Green Goblin: St. Louis Up & Comer Najii Person Drops “Money”

Ben Grenrock breaks down Najii Person's latest single, "Money."
By    January 8, 2018

Ben Grenrock’s favorite Scorcese flick is The Color of Money.

No one can predict how different this new year will be from its much-maligned predecessor. But whether 2018 proves a humanistic renaissance or an even deeper decent into madness, there’s one thing that will almost certainly stay consistent between the past year and this one. In 2017, a report published by Swiss multinational holding company Credit Suisse confirmed something that most of us already knew: the richest one-percent of Homo sapiens hold a staggering 50% of the globe’s wealth, and by proxy hold that other 99% of the human race as unwitting economic hostages in a green death grip.

Barring some sort of global catastrophe, it’s hard to imagine an embrace as systemically fortified as that one loosening much over the next twelve months. But I’m a pessimist. Maybe a small meteor will strike and the survivors will enjoy some balancing of the books of the social classes. It’s a new year, anything’s possible.

While you anxiously await such a watershed moment of financial equality and exo-planetary impact, why not listen to Najii Person’s new single “Money,” the video for which dropped on the first of the year?

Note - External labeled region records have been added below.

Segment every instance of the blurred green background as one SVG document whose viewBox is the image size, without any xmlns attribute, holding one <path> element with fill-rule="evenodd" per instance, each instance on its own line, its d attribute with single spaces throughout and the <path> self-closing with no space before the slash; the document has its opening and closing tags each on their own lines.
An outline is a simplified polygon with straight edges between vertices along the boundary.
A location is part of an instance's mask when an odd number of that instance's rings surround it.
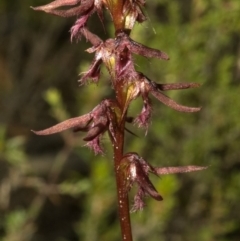
<svg viewBox="0 0 240 241">
<path fill-rule="evenodd" d="M 90 45 L 70 43 L 75 19 L 29 8 L 48 2 L 0 1 L 0 240 L 120 241 L 108 137 L 102 157 L 83 147 L 81 133 L 30 131 L 84 114 L 113 94 L 104 68 L 98 86 L 79 88 Z M 131 214 L 134 240 L 240 240 L 240 1 L 156 0 L 146 9 L 149 21 L 132 38 L 171 59 L 136 56 L 136 68 L 159 83 L 201 84 L 167 94 L 203 108 L 178 113 L 153 100 L 148 135 L 129 126 L 139 137 L 126 134 L 126 151 L 155 166 L 209 168 L 152 177 L 164 200 L 149 198 L 143 212 Z M 105 23 L 104 30 L 92 16 L 89 28 L 107 39 L 107 14 Z"/>
</svg>

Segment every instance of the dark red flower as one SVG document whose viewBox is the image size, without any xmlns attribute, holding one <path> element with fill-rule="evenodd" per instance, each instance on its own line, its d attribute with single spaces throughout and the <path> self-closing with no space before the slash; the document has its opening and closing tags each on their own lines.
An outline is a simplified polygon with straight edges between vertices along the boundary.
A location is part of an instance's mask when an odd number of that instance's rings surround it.
<svg viewBox="0 0 240 241">
<path fill-rule="evenodd" d="M 45 130 L 33 132 L 37 135 L 51 135 L 67 129 L 72 129 L 74 132 L 87 132 L 83 138 L 84 141 L 87 141 L 86 146 L 92 148 L 95 154 L 102 154 L 100 137 L 103 133 L 108 131 L 110 137 L 115 139 L 112 108 L 115 108 L 114 102 L 104 100 L 88 114 L 68 119 Z"/>
<path fill-rule="evenodd" d="M 153 186 L 148 175 L 155 175 L 193 172 L 206 169 L 201 166 L 184 166 L 184 167 L 153 167 L 135 152 L 125 154 L 120 162 L 119 170 L 124 178 L 126 193 L 130 191 L 133 184 L 137 184 L 138 190 L 134 197 L 132 212 L 142 210 L 145 206 L 144 198 L 151 196 L 157 201 L 163 200 L 162 196 Z"/>
</svg>

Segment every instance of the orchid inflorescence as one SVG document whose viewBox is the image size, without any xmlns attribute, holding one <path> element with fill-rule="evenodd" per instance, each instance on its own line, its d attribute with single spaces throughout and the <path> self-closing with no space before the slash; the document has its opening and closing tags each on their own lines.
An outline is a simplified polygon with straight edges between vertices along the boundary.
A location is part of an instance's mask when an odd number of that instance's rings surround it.
<svg viewBox="0 0 240 241">
<path fill-rule="evenodd" d="M 201 109 L 180 105 L 163 94 L 167 90 L 199 87 L 199 84 L 159 84 L 135 70 L 133 54 L 169 60 L 168 55 L 163 51 L 137 43 L 129 36 L 135 22 L 141 23 L 147 19 L 142 10 L 144 4 L 144 0 L 55 0 L 44 6 L 33 7 L 34 10 L 45 11 L 61 17 L 77 17 L 70 30 L 71 41 L 74 38 L 78 41 L 84 37 L 92 45 L 86 51 L 95 53 L 89 69 L 82 73 L 79 80 L 80 85 L 89 81 L 98 83 L 101 65 L 104 64 L 110 74 L 111 85 L 115 91 L 114 99 L 103 100 L 89 113 L 71 118 L 42 131 L 34 131 L 34 133 L 49 135 L 66 129 L 86 132 L 83 139 L 87 142 L 86 146 L 93 149 L 95 154 L 103 154 L 101 137 L 107 132 L 113 146 L 119 145 L 119 149 L 121 149 L 119 155 L 114 155 L 116 175 L 120 175 L 120 179 L 123 179 L 122 184 L 119 184 L 120 186 L 117 188 L 122 188 L 127 193 L 134 183 L 138 186 L 132 211 L 141 210 L 145 206 L 145 196 L 151 196 L 158 201 L 162 200 L 148 178 L 149 173 L 161 175 L 198 171 L 205 168 L 199 166 L 154 168 L 137 153 L 123 154 L 122 143 L 126 122 L 145 128 L 147 133 L 152 113 L 150 94 L 163 104 L 180 112 L 197 112 Z M 105 41 L 87 27 L 89 17 L 95 12 L 103 23 L 103 10 L 110 13 L 115 27 L 115 37 Z M 138 97 L 143 100 L 142 111 L 136 117 L 128 116 L 129 105 Z"/>
</svg>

Najii, a versatile and energetic rapper/producer out of St. Louis, rattles off a list of the various languages in which money—the true omniglot—talks. There’s high money and low money, dope money and hope money, “she-ain’t-never-leave money,” “don’t-give-me-no-joke money,” and, lest we forget, “white-kids-buying-supreme-with-their-folks money.”

More than just a barrage of multi-hyphenates in a symmetrical rhyme scheme, “Money” probes deeper into the well-trodden topic with bursts of apical insight. “You make money, but couldn’t create money,” Najii spits in a breathy drawl somewhere on the spectrum between Isaiah Rashad and a sedated Kendrick, with a pinch of Andre 3000’s inflection thrown in for Southern zest.

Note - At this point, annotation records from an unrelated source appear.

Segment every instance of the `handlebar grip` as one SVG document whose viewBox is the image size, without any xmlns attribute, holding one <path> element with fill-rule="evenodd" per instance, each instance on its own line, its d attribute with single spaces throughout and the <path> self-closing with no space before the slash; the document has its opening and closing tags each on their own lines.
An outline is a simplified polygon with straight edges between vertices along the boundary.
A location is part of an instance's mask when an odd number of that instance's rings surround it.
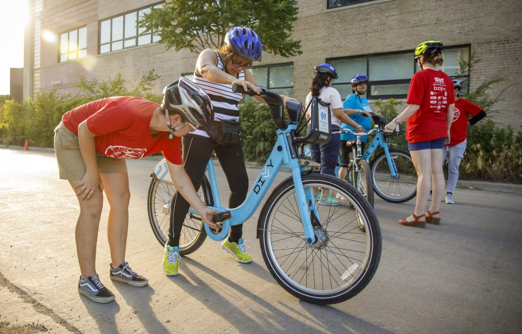
<svg viewBox="0 0 522 334">
<path fill-rule="evenodd" d="M 239 85 L 232 85 L 232 91 L 234 93 L 240 93 L 240 94 L 246 94 L 248 93 L 248 91 L 245 91 L 242 86 L 240 86 Z"/>
<path fill-rule="evenodd" d="M 218 225 L 221 225 L 221 223 L 231 218 L 232 213 L 230 213 L 230 211 L 226 211 L 214 214 L 212 217 L 212 221 Z"/>
</svg>

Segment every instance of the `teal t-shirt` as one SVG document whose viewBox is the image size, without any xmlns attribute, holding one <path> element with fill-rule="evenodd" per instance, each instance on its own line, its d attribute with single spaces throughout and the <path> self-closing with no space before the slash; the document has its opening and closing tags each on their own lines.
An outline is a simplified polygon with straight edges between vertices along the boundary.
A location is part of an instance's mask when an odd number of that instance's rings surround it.
<svg viewBox="0 0 522 334">
<path fill-rule="evenodd" d="M 353 94 L 350 94 L 346 98 L 346 100 L 345 100 L 345 103 L 342 104 L 343 109 L 357 109 L 358 110 L 364 110 L 365 111 L 367 111 L 370 112 L 372 111 L 372 109 L 370 108 L 370 105 L 368 104 L 368 100 L 366 99 L 365 96 L 363 96 L 361 98 L 354 93 Z M 349 116 L 350 118 L 353 120 L 354 122 L 357 122 L 358 124 L 362 126 L 364 128 L 364 129 L 366 131 L 370 131 L 370 127 L 372 126 L 372 118 L 368 117 L 367 116 L 364 116 L 361 114 L 353 114 L 353 115 L 350 115 Z M 343 123 L 341 123 L 341 127 L 343 129 L 350 129 L 353 130 L 353 128 L 348 125 L 348 124 L 345 124 Z M 368 139 L 367 136 L 364 136 L 361 137 L 361 141 L 364 142 Z M 350 133 L 342 134 L 341 135 L 341 140 L 357 140 L 357 137 L 352 135 Z"/>
</svg>

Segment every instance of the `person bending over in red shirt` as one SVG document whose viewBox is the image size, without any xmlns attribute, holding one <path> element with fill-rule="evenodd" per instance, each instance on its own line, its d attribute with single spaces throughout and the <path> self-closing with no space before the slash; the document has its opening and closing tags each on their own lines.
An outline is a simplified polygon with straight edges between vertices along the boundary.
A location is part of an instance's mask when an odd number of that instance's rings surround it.
<svg viewBox="0 0 522 334">
<path fill-rule="evenodd" d="M 436 66 L 442 65 L 442 43 L 438 41 L 417 46 L 414 59 L 421 70 L 413 75 L 410 82 L 406 99 L 408 105 L 386 126 L 387 129 L 393 130 L 397 124 L 407 120 L 406 140 L 418 176 L 415 209 L 412 214 L 399 221 L 401 225 L 425 227 L 426 221 L 433 224 L 441 221 L 439 206 L 444 194 L 444 175 L 440 161 L 444 144 L 449 142 L 455 110 L 453 82 Z M 430 174 L 433 200 L 425 213 Z"/>
<path fill-rule="evenodd" d="M 111 280 L 144 287 L 148 280 L 125 261 L 130 194 L 124 159 L 161 152 L 176 187 L 212 228 L 215 211 L 205 206 L 182 165 L 180 137 L 212 126 L 208 96 L 180 78 L 163 90 L 161 105 L 141 98 L 115 97 L 89 102 L 66 113 L 54 130 L 60 178 L 67 180 L 80 205 L 76 241 L 81 275 L 79 292 L 98 303 L 114 300 L 96 272 L 96 242 L 104 190 L 110 206 L 107 234 Z"/>
</svg>

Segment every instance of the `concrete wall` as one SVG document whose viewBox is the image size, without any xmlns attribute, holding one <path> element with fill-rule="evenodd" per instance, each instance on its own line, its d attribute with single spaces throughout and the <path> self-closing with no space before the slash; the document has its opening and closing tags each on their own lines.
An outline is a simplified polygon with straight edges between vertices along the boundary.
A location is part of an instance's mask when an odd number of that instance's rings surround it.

Unlike on an earlier release, the explosive “Not Around,” in which Najii displays his mastery of novel syllable arrangement—going fully awake (and maybe even caffeinated) Kendrick—“Money” finds his delivery tightly corralled and gelling evenly with polished production, the bars orbiting their chosen subject in neat little loops. Producer of both beats, Najii’s work on “Money”’s sonic palate is similarly streamlined when compared to “Not Around.” It’s a sleek arrangement, one that incorporates the expressive bass of past efforts while showing off the emergent rapper’s range of styles.

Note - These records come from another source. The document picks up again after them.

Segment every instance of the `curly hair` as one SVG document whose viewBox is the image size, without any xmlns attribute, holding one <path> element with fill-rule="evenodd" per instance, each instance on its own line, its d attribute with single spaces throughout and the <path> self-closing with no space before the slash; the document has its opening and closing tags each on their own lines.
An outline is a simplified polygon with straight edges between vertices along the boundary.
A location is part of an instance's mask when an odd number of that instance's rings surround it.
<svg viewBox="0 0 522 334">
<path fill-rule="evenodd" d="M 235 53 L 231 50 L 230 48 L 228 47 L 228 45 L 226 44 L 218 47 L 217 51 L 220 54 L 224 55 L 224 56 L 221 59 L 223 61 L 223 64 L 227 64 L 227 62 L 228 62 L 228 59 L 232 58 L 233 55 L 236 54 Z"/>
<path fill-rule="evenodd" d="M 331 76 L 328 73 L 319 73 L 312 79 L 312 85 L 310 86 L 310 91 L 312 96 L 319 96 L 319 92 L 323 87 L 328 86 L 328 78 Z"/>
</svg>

The focus of both production and lyrics affords Najii the space to rap about money comprehensively. He pecks at this monolithic construct from all angles—at times observational, at others biographical—as he labors to unravel the relationship between the zeros in one’s bank account and that person’s feelings of accomplishment or lack thereof. It is, of course, impossible to know what 2018 will bring regarding people’s relationship with money, or with anything else. But if more people make it their New Years resolution to think about world issues as extensively as Najii Person does on “Money,”—well, that’d at least be good a start.